The study duration is up to 60 weeks including 4 weeks prior to randomization, 52 weeks of
randomized treatment and a visit 4 weeks after completion of the randomized treatment period.

Inclusion criteria :

- Patients with Type 2 Diabetes (drug-naïve or on antidiabetic therapy) and documented
severe renal insufficiency - CKD4 - defined by an estimated glomerular filtration rate
(eGFR) equation (based on the 4 variable modification of diet in renal disease (MDRD)
equation) of ≥15 and <30 mL/min/1.73 m2.

- Signed written informed consent to participate in the study in accordance with local
regulations.

Exclusion criteria:

- At the time of screening, age <18 years.

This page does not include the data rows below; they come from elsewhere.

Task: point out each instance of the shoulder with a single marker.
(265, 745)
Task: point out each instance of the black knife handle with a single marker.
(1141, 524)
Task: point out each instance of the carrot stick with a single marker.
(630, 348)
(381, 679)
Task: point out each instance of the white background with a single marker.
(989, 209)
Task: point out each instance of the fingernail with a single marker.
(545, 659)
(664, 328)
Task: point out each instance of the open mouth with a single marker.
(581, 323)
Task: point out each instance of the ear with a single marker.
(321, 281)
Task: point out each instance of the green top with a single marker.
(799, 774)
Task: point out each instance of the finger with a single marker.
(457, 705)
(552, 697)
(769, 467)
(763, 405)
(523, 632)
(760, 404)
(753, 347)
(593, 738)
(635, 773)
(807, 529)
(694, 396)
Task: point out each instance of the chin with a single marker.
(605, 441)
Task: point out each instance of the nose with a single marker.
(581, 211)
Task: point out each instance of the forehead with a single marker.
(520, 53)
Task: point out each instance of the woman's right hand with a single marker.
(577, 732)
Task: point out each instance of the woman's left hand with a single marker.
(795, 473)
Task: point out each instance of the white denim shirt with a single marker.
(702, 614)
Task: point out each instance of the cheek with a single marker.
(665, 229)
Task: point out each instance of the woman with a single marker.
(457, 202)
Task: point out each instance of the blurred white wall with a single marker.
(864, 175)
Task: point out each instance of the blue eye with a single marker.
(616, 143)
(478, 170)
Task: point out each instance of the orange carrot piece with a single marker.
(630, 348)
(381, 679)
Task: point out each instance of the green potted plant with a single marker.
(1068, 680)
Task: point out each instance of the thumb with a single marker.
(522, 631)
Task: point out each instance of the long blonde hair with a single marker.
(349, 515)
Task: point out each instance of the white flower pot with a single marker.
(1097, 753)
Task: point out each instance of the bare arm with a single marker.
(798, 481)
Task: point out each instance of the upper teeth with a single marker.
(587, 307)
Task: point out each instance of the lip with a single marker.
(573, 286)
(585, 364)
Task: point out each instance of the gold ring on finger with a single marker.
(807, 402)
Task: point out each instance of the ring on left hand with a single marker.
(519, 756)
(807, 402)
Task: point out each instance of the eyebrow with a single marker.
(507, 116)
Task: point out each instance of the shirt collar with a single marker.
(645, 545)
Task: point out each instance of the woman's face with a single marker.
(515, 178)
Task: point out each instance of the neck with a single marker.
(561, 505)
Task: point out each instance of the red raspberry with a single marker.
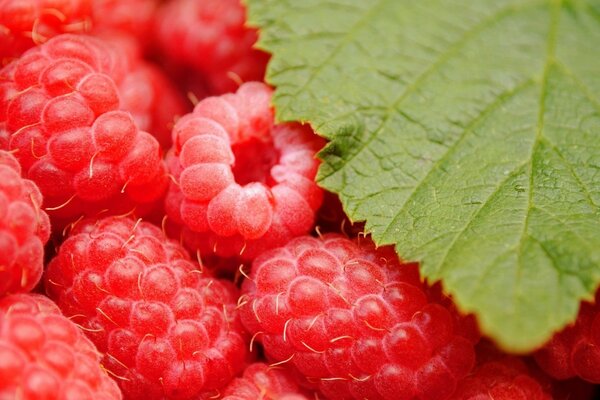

- Hemoglobin A1c (HbA1c) <7% or >11%.

- Type 1 diabetes.

- Women of childbearing potential (WOCBP) not willing to use highly effective method(s)
of birth control during the study treatment period and the follow-up period, or who
are unwilling or unable to be tested for pregnancy during the study.

- Treatment with an SGLT2 inhibitor (canagliflozin, dapagliflozin, empagliflozin) during
the last 12 months.

- Uncontrolled high blood pressure, severe anemia, severe cardiovascular problems, such
as heart failure, active cancer, or other conditions that the Investigator believes
with result in a short life expectancy, will preclude their safe participation in this
study, or will make implementation of the protocol or interpretation of the study
results difficult.

- Lower extremity complications (such as skin ulcers, infection, osteomyelitis and
gangrene) identified during the Screening period, and still requiring treatment at
Randomization.

The above information is not intended to contain all considerations relevant to a patient's
potential participation in a clinical trial.